Dusty Thune is a special-education teacher and artist who has a way with awesome ideas, so when it came time to fund his latest project, he turned to the Awesome Foundation.

The group offers grants that are small — no more than $1,000 — but in Thune's case, it's helped to create something big, loud and ambitiously ridiculous.

This weekend, Thune and a bleary-eyed crew raced to finish an indoor mini-golf hole consisting of a 26-foot-tall, hot-pink mastodon in a hot tub. This is no easy putt into a clown's mouth. It's sensory overload at the 10th hole of the long-awaited Can Can Wonderland course opening Thursday in St. Paul's Midway area.

According to its website, the Awesome Foundation is a "global community advancing the interest of awesome in the universe, $1,000 at a time." It has loosely run chapters worldwide that define what awesome means locally. For the Twin Cities group, it's about ideas that are a "little sparkly ... a little goofy," said its dean, Karen Cooper.

Foundation trustees bankroll the grants out of their own pockets. In December, the Twin Cities chapter — there is also a separate chapter in north Minneapolis — agreed to provide $1,000 for a snowblower ballet being planned by St. Paul Pioneer Press reporter Richard Chin and for "Light Up Lake Street" lantern-making workshops proposed by In the Heart of the Beast Puppet and Mask Theatre in Minneapolis.

The grants also have put a spotlight on teachers like Thune, who are skilled at drawing the best out of their students — even if it means the kids get their hands dirty. Twin Cities trustees decided last month to give $200 to Terese Fuentes, a teacher at St. Paul's Wellstone Elementary, so she can begin storing worms in her classroom for a composting project.

Cooper said the group recognized that kids like worms, they like dirt, they like "icky," and agreed: "It's $200, let's just do it." The trustees put Fuentes on a speaker phone. To their surprise, she began crying. She had just had a difficult day.

"You made me realize that my work is valuable," she said.

Said Cooper: "We felt that was the best 200 bucks that we've spent."

Psychedelic fun

Can Can Wonderland is an 18-hole mini-golf course designed and built by local artists. Once envisioned for an outdoor site near the Schmidt Artist Lofts on W. 7th Street, it now occupies part of the former American Can Factory at 755 Prior Av. N. between University Avenue and Pierce Butler Route.

To create his hole, Thune received $5,000 from Can Can — plenty for a cool experience, he said, but not for the kind of "knock your socks off right from the bat" jolt that an additional $1,000 could provide. Making a massive mastodon shake, light up, scream — "all that fun stuff," he said — would have been difficult without foundation assistance.

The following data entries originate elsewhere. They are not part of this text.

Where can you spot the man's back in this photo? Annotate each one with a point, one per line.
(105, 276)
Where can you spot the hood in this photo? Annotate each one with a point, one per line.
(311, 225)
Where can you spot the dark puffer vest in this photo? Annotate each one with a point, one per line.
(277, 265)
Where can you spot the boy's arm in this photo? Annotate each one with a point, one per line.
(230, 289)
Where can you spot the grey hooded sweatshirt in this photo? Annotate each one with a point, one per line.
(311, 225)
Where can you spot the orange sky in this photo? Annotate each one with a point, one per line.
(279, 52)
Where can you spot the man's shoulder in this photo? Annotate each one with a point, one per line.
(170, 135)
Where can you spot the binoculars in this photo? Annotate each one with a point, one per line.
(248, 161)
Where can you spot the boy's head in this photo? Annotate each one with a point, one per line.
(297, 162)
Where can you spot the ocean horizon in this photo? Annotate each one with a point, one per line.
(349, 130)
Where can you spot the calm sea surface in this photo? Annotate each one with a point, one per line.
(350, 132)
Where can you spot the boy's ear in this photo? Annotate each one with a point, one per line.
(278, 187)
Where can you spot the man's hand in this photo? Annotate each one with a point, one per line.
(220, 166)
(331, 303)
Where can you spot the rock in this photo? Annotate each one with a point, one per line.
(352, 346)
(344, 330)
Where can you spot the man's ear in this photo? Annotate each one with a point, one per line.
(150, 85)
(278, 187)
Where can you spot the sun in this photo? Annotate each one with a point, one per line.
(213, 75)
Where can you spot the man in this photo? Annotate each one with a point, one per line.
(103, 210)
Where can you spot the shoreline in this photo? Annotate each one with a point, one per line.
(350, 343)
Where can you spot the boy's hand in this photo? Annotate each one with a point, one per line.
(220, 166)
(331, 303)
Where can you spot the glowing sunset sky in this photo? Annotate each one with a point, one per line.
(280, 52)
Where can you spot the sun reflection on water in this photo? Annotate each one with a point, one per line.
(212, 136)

Thune, as a kid, was an adventurer, sneaking where he shouldn't, for example, to see how robots worked at Chuck E. Cheese's. Now 37, he has captured local and national snow sculpting awards, one for a "Hot Tub Time Machine" design that included a mastodon with windswept fur.

But it is as a special-education teacher working with young adults at Focus Beyond Transition Services that he has made perhaps his biggest mark. If students have a desire to do more than fold laundry or clean windows after high school, he encourages and helps them go for it. He has organized film projects starring his students, and showcased the work at a red-carpet event at the Ordway Center for the Performing Arts.

One of his Focus Beyond students, Rick Tschida, 23, of St. Paul, now is displaying his talents as the man behind the mastodon's movements. Tschida has Asperger's syndrome, which he said means he has difficulty reading social cues but possesses the focus, passion and technical acumen to have been a robotics team member at Highland Park Senior High for four years.

Thune, he said, "changed my life. I went from playing video games in the basement to [programming] something like this: a big pink acid trip." Assisting him with the robotics work — literally in the belly of the beast — has been Tom Carney, an educational assistant at Focus Beyond, who has cerebral palsy.

Cooper said she is excited to see the final product.

Thune has promoted other ideas to the Awesome Foundation, too, and trustees could see another in the near future. Thune said that he plans to have his Focus Beyond students test the mini-golf course for its compatibility with Americans with Disabilities Act (ADA) requirements. A new 3-D printer might come in handy, he said, if one had a need or desire to create adaptive equipment for mini-golf fun.